Q. Cleartrip was the first to launch an online train bookings feature,  which was followed by the government portals of IRCTC. How did that impact the business? Also, do you feel that the reach of flights, in terms of bookings made online, has surpassed that of the trains?

A. Trains definitely bring a wider reach with customers than flights. But, the margins are pretty much in the flights business when compared to the trains business. For us, there are two reasons that trains are important. One, that trains are a big part of travel in India; and two, that the cross-sell to the revenue generating parts of the business is significant. 

Q. After the last round of funding in 2016, worth $75 million, Cleartrip is yet to announce the next round. Could you throw some light on that?

A. As I said before, profitability and efficiency form one of the key foundational pillars for us. As of now, we are sufficiently capitalised to take care of our destiny. 

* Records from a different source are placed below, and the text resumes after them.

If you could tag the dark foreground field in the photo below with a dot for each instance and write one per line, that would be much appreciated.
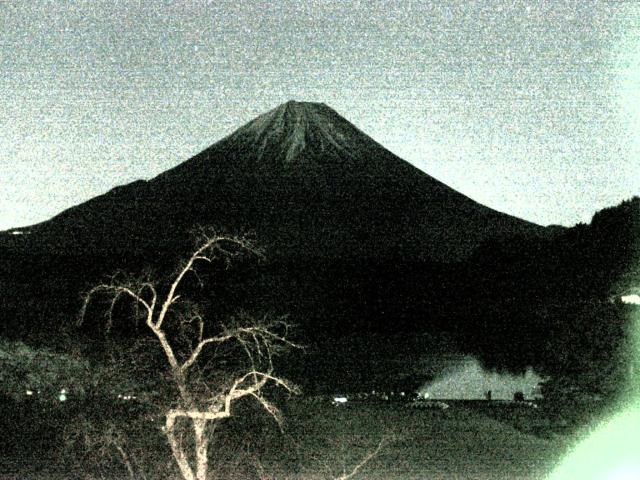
(319, 441)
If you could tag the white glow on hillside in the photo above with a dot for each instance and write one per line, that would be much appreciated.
(467, 380)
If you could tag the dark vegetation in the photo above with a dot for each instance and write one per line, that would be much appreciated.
(373, 269)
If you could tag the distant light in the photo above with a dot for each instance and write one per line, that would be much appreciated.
(631, 299)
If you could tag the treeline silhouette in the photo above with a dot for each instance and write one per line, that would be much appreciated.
(549, 303)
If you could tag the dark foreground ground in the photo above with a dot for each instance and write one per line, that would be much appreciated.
(468, 440)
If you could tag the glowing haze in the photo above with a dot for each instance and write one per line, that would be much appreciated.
(527, 107)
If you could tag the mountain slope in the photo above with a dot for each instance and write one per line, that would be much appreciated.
(307, 181)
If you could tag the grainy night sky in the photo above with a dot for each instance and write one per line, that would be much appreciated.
(532, 108)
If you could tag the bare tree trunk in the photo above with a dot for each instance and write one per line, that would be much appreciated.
(176, 449)
(202, 447)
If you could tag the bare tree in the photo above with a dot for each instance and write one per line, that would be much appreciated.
(183, 335)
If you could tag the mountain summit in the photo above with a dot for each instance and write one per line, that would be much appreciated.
(306, 180)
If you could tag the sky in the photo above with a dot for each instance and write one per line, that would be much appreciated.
(529, 107)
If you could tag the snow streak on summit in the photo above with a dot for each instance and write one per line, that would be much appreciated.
(307, 181)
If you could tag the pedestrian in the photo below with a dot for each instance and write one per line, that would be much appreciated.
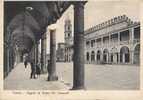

Q. What has been the biggest challenge for Cleartrip in the Indian market?

A. India has been through multiple market catalyses and so on. Mobile evolution, air traffic growth, demand for tier-2/tier-3 cities, and so on. This has required us to constantly make sure that we are ahead of the demand, and on top of customer needs and aspirations. The product evolution has been challenging and at the same time gratifying.

Q. Unlike other online travel agencies, Cleartrip has a separate platform to cater to the hyperlocal market. Give us an insight into Cleartrip Local.

A. Travel is a need-based business, and the frequency of travel in India is still in its infancy (2-3 trips a year, as compared to 12-15 trips globally). We wanted to create a product which has the same target segment as travel, but the opportunity to use is much higher than travel from a frequency standpoint. As we thought about this opportunity of having to trip without travel, the Local business was born. It acts as a good source of new customer acquisition. 75% of local customers are new, and also a good 20% cross-sell to travel in a six month period. The customer demographic is 10 years younger (25 for local versus 35 for travel on average) and less skewed towards male customers as compared to travel. In addition, the stickiness of people who travel and then use local is almost 25% better than the rest. Therefore, on both sides of the cross-sell, it seems to be working well for us. 

Q. How are offline markets profitable to the online travel space?

A. The main difference is the short-term acquisition costs, which when apportioned to the life time of the customer will create huge value for the future. 

Q. The historic tax amendment of GST has revolutionised the industrial sector. Has this been profitable for online travel businesses?

A. GST has been a mixed bag, to say the least. While air travel faces the brighter side, the hotels in the higher segment get an overall cost increase. Backed with the broader aviation strategy of promoting regional travel, we believe the GST helps usher in a brighter era in Indian domestic aviation but might not give a similar push to the overall tourism industry with the impact it has on the hotels space.